Intended for healthcare professionals


Hospitals as places of sanctuary

BMJ 2018; 361 doi: (Published 17 May 2018) Cite this as: BMJ 2018;361:k2178
  1. Altaf Saadi, neurologist1,
  2. Martin McKee, professor of European Public Health
  1. 1National Clinician Scholars Program, University of California Los Angeles, California, USA
  2. 2London School of Hygiene and Tropical Medicine, London, UK
  1. Correspondence to: A Saadi ASaadi{at}

Innovative response from US to a hostile environment could benefit the UK

Migration has become one of the greatest challenges of the early 21st century. The British and American governments have intensified efforts to find and deport people believed to be in the country without authorisation. Health professionals find themselves in an ethical dilemma between their duty to provide care to patients and their governments’ political agendas. But though both countries pursue the same objective, they are doing so in different ways, each with implications for health professionals.

National differences

In the US, immigration enforcement is largely in the hands of Immigration and Customs Enforcement (ICE) and Customs and Border Protection (CBP). Since the 2017 presidential inauguration, enforcement at or near health facilities has increased, although both organisations’ internal policies deem hospitals to be “sensitive locations,” where immigration enforcement is to be avoided.1 High profile cases have contributed to a climate of fear that creates anxiety and hopelessness among immigrants, who fear detention and deportation of themselves or members of their community.2 Efforts by health professionals have focused on how to reduce fear and on ensuring that all immigrants feel safe when accessing necessary healthcare services. One approach has been to avoid collection of data on immigration status.

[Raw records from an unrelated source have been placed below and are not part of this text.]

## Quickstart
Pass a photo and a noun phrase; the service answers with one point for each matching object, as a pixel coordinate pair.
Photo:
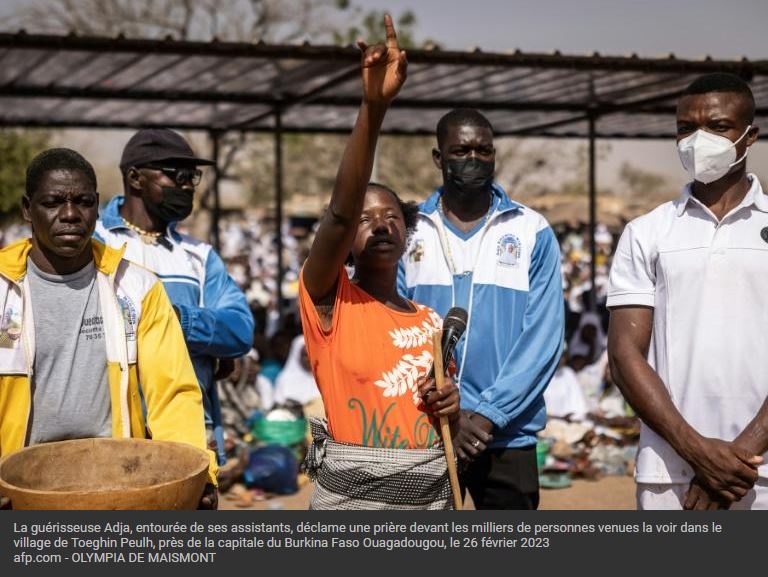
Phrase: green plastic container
(284, 433)
(542, 450)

The UK has taken a different approach. It has forced health workers to become enforcers. They must demand evidence of immigration status before providing hospital treatment,3 contributing to what ministers describe as a “hostile environment” in which evidence must be produced to take up employment, find accommodation, and much else, a process that has been described as “weaponising paperwork.”4 Anyone failing to comply faces possible financial penalties. Such measures have been difficult to impose in the US, with its combination of federal safeguards on privacy and local measures. The designation of “sanctuary” cities or states, for example, attempts to protect immigrants by limiting local and federal cooperation on immigration enforcement.

Care without fear

The ethical arguments against any measure that deters people in need from seeking treatment are enshrined in the Hippocratic oath. The public health arguments are many: people with preventable or chronic conditions risk delays that may worsen their condition and increase visits to emergency departments, and those with untreated infectious diseases may spread them. The associated fear has also been shown to be harmful, with recent research in the US linking worry about deportation with raised cardiovascular risk factors, while a large ICE raid was associated with reduced birth weight among Latina mothers.56 Evidence is also growing of psychological damage not only to those who are deported but also their families,7 and those from the same ethnic group who are citizens.8

Faced with official hostility and indifference, health professionals in both countries have organised to oppose policies that threaten patients. In the UK, Docs Not Cops has publicised abuses,9 and Doctors of the World provides care for those afraid to access the NHS, such as victims of the 2017 fire at Grenfell Tower.10 They have had some success, with the government climbing down on some of its plans to share NHS data with the immigration authorities,11 aided by an extremely critical report by the House of Commons Health and Social Care Committee.12 However, these non-profit organisations are limited in what they can do, and NHS hospitals continue to display posters reminding people that they must prove their status before obtaining care, symbolising a culture—whether intended or not—that those who have any uncertainty about their status should stay away.

Health professionals in the US have adopted the concept of “sanctuary hospitals” and “sanctuary doctoring.”13 The San Francisco Department of Health promotes a welcoming culture with statements and signage that declare, “You’re Safe Here!”14 and New York City Health and Hospitals issued an “open letter to immigrant New Yorkers” as part of a “Seek Care Without Fear” message reassuring immigrant patients.15 Other healthcare facilities have implemented written policies that restrict cooperation with ICE to a minimum, train staff not to provide information without a court warrant, and distribute leaflets to patients educating about their rights. In some states, such as California, they have been supported by legislation that limits hospitals’ ability to collaborate with federal agencies such as ICE.

International transfer of ideas is inevitably constrained by context—in particular, differing constitutional, legal, and cultural situations. However, for British health professionals, the concept of a “sanctuary hospital” or “sanctuary doctoring” should have considerable attraction, saying to everyone in need of care that they are welcome, they will be treated regardless of their status, and that, while those treating them may be forced to comply with intrusive and oppressive laws, they will do so to the least extent possible. Similarly, US health professionals can learn from, and feel bolstered by, their British counterparts’ campaigns to restore medical ethical principles and values of compassion and a right to healthcare, regardless of background.


  • Competing interests: We have read and understood BMJ policy on declaration of interests and have no relevant interests to declare.

  • Provenance and peer review: Commissioned; not externally peer reviewed.